The Disintegration of mughal empire : Nadir Shah’s invasion virtually crippled the powers of the Emperor. In Deccan, Marathas became very powerful. Sadat Ali Khan, governor of Awadh and Alivardi Khan, governor of Bengal, became independent. Rohillas in Ganga valley also became independent under the leadership of Ali Mohammed Khan Rohilla.

The mughal empire of Mohammed Shah successor, Ahmad Shah (1748-54) consisted only of the lands adjoining Delhi and a few districts in U.P. Imad-ul-mulk who had become his Wazir by terrorising him, ultimately blinded the emperor in 1754 and deposed him and placed his son Mohammed Azim Uddaulah on the throne as Alamgir II. He was later murdered by his Wazir and another Mughal prince was installed on the throne. The heir-apparent, Prince Shah Alam sought refuge with the Nawab Wazir of Awadh.

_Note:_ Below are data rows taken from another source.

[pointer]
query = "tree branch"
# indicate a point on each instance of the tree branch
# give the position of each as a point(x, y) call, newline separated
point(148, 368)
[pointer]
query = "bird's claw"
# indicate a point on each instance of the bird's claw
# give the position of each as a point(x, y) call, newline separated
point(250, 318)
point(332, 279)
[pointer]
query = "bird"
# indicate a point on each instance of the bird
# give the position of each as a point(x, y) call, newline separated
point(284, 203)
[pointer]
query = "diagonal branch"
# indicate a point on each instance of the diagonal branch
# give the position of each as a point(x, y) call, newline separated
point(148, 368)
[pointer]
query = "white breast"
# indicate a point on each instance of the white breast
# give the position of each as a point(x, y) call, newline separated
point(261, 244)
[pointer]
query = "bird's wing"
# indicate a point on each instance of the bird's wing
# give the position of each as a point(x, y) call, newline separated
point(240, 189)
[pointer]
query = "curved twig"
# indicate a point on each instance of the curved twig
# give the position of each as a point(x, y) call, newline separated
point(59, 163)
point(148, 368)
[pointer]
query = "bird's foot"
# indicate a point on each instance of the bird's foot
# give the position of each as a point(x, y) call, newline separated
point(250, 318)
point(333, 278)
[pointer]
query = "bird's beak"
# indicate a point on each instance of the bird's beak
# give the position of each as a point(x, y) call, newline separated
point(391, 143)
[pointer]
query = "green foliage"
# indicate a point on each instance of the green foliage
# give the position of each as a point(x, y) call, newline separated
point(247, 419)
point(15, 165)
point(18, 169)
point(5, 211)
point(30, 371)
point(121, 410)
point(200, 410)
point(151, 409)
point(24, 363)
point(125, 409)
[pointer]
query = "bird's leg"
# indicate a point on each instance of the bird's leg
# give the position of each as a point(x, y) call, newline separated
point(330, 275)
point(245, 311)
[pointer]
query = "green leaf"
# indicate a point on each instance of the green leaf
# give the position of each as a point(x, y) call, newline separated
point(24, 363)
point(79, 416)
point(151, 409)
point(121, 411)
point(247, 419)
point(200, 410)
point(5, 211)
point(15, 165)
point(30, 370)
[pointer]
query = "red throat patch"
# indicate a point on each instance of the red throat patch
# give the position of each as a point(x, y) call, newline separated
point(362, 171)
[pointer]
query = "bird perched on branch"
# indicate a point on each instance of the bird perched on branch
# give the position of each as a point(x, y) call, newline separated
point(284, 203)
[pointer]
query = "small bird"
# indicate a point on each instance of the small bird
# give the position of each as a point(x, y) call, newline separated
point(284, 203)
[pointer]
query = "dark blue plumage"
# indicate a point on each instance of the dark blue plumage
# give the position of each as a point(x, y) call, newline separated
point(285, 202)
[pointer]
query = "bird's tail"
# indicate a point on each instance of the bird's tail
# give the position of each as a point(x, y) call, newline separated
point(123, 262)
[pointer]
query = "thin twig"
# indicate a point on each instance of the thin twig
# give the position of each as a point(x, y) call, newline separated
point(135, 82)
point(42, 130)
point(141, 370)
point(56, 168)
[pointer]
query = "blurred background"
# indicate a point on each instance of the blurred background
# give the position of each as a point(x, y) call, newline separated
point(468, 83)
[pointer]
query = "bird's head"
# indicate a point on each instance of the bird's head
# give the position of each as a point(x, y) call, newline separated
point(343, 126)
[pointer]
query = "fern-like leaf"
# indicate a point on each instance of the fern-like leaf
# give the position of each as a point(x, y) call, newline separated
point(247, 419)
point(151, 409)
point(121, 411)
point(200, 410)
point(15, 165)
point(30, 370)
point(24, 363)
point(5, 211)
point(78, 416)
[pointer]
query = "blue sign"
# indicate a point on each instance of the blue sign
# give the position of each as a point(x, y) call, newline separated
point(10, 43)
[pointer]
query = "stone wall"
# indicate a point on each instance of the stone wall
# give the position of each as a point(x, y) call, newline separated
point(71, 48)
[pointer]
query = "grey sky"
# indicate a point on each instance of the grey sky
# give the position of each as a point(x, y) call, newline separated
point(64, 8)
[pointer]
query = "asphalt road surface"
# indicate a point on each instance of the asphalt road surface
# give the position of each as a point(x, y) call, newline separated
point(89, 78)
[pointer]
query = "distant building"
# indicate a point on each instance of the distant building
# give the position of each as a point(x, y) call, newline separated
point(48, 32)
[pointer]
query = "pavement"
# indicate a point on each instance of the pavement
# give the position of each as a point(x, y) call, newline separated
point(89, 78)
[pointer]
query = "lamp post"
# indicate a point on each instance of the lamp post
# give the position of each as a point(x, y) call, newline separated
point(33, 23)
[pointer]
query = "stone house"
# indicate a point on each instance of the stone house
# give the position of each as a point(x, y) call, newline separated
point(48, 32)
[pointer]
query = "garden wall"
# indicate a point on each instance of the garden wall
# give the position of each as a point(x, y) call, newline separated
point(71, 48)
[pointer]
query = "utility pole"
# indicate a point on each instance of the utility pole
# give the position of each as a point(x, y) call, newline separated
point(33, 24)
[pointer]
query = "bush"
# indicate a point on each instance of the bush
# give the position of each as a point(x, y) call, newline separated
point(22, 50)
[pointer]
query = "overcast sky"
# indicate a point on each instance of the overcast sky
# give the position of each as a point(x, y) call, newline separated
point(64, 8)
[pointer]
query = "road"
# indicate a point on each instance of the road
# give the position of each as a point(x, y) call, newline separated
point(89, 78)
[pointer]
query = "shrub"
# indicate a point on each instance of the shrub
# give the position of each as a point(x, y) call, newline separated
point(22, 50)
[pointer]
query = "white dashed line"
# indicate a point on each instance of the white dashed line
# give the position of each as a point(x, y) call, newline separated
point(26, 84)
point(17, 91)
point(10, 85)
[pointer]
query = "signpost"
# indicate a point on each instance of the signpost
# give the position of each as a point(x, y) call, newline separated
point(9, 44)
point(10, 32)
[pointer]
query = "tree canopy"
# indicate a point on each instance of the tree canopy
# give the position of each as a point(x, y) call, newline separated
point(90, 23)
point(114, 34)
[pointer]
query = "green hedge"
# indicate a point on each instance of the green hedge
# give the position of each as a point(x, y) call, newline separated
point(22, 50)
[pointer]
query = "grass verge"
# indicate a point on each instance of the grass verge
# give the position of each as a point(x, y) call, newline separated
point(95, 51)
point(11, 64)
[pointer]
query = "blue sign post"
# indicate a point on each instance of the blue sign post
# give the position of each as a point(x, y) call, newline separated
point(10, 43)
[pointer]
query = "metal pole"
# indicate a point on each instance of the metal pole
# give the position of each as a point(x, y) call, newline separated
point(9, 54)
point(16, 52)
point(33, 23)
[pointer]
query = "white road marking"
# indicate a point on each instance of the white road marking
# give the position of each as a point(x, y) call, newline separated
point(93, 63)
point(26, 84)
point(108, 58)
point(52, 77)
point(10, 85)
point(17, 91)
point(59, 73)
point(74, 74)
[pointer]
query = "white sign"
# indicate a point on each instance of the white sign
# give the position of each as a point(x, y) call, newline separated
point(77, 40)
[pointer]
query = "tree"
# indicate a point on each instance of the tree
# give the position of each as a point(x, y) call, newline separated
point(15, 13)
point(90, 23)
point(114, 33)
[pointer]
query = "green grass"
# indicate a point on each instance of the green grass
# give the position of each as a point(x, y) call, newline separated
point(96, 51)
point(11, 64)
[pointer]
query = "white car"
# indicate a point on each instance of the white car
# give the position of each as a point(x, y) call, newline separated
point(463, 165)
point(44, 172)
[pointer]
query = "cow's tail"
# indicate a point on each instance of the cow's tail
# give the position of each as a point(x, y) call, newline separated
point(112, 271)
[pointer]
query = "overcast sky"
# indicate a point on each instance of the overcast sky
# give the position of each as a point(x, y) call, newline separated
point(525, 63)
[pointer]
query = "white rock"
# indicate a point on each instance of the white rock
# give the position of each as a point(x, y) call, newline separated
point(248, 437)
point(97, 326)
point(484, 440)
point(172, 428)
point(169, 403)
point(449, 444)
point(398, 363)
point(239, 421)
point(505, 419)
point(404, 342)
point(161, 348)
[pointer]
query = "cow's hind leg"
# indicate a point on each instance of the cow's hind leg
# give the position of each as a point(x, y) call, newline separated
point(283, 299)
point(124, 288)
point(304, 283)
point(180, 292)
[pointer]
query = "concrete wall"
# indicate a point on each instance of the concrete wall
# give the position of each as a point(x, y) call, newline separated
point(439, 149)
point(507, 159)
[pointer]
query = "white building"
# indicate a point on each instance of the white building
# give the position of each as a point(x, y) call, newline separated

Shah Alam was recognised as emperor by Abdali, the successor of Nadir Shah. He lived under the protection of the English after his defeat by them at the Battle of Buxar in 1764. In 1771 he came back to Delhi at the invitation of Marathas who placed him on the throne. In 1788 he was blinded and deposed by Ghulam Qadir but he were again restored in the throne with the help of Mahadaji Sindhia. Shah Alam IIwas succeeded by Akbar Shah II (1806-1837) and Bahadur Shah (1837-1857). the last ruler, famous as Bahadur Shah Zafar.